Ling aceptó el juego y prometió quedarse muy quieto hasta que el
truco de magia estuviera completo. Wang Fo comenzó a pintar y Ling
desconfiaba. ¿Dónde estaba la magia? Pero las manos de Wang Fo no
se detuvieron, y pintaron y pintaron, hasta que por fin dieron forma
a un hermoso pájaro de plumas rojas, que saliendo del cuadro se posó
en sus manos. Ling, maravillado, se acercó a acariciarla. ¡Es
magia! Dijo. Y Wang Fo, aunque tosía, sonrió.
Durante los días y
años siguientes el pequeño Ling se tomó en serio sus tareas. Wang
Fo lo observaba pintar, y sobre todo observar durante largo tiempo a
las aves, las hortalizas, las gotas de lluvia acumularse en la
tierra. Wang Fo cuidaba de la huerta, se sentaba a la mesa, pintaba,
y por las noches se iba a dormir y allí estaba el niño, mirándolo,
observando, contemplando sus movimientos, sus manos arrugadas, cada
rincón de su expresión, contando sus cabellos. Wang Fo, cada vez
más cansado y con su salud delicada, encontraba el comportamiento
del niño muy divertido, y aunque nunca había visto a ningún pintor
trabajar de esa forma, se alegró de que al menos se hubiera
disciplinado. Él ya casi no contaba con fuerzas para hacer mucho
más, por las noches se agitaba, y le costaba respirar. Ahora era
Ling, el que se levantaba más temprano, sacaba el agua del pozo y
preparaba el te, el que limpiaba el pescado, y cuidaba las cosechas.
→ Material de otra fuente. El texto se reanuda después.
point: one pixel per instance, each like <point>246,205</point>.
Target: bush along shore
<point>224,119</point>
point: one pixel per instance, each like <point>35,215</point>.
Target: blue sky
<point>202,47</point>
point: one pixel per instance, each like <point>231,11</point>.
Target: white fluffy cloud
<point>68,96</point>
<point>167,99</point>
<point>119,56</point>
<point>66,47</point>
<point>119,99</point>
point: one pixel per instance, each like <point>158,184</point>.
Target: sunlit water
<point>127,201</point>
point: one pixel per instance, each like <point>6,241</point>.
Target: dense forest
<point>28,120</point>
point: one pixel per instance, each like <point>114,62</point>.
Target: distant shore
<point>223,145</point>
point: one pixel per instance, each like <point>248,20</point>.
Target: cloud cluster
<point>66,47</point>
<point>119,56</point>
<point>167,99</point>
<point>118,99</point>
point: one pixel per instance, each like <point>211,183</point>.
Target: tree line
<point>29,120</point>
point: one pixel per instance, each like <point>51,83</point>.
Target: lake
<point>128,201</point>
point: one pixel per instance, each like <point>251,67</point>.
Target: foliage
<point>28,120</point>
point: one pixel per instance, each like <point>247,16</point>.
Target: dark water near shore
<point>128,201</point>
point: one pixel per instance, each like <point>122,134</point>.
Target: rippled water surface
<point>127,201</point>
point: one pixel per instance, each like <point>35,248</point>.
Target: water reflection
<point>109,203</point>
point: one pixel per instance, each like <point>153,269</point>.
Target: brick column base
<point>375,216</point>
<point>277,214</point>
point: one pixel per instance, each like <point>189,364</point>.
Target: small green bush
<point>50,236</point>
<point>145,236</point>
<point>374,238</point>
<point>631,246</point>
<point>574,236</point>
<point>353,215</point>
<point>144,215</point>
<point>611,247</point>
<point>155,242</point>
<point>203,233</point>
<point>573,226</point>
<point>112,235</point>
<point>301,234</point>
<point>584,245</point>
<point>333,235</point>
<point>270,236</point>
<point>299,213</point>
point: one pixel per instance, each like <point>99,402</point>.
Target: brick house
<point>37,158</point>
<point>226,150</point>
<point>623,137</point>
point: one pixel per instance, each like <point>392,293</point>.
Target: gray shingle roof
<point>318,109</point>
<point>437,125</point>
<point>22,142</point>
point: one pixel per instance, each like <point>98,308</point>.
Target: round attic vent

Wang Fo estaba delicado, y un día, ya no despertó. La ceremonia de
entierro se llevó a cabo en el bosque, donde Ling, desconsolado,
siendo todavía poco más que un niño, despidió a su maestro.
El jovencito
regresó a la cabaña y contempló las obras de su maestro y las
suyas. Queriendo emular todo lo que él le había enseñado, se sentó
en el pequeño asiento de madera y comenzó a pintar. Pintó y pintó,
largos años pasaron, en los que Ling aprendió a cuidarse solo, a
pintar con la salida del sol, y a cuidar de la huerta. Viajaba al
pueblo, donde vendía hortalizas. Nunca había querido vender las
pinturas del maestro, pero las suyas empezaban a venderse, poco a
poco, aunque a Ling eso no le importaba demasiado. Él quería hacer
magia. Recordó los detalles del rostro de su maestro y sin pensar,
deslizó las manos sobre el lienzo. Primeros dibujó los ojos
rasgados, el lacio cabello blanco, el vestido azul. Los días y años
pasaron, y Ling siempre volvía a retomar el retrato. Cada vez estaba
más cerca. Hasta que un día, cuando Ling ya era un jovencito con
esbozos de barba en el rostro, lo terminó. Creyendo haber fracasado,
se cubrió el rostro, y comenzó a llorar, pero el llanto se
interrumpió. Allí estaba el maestro, de pie en la habitación,
caminando despacio. Wang Fo al principio no reconoció a su
discípulo. Ling estaba muy cambiado. No llegó a contemplarlo en
detalle que el chico se le echó encima, y en un arrebato, lo abrazó.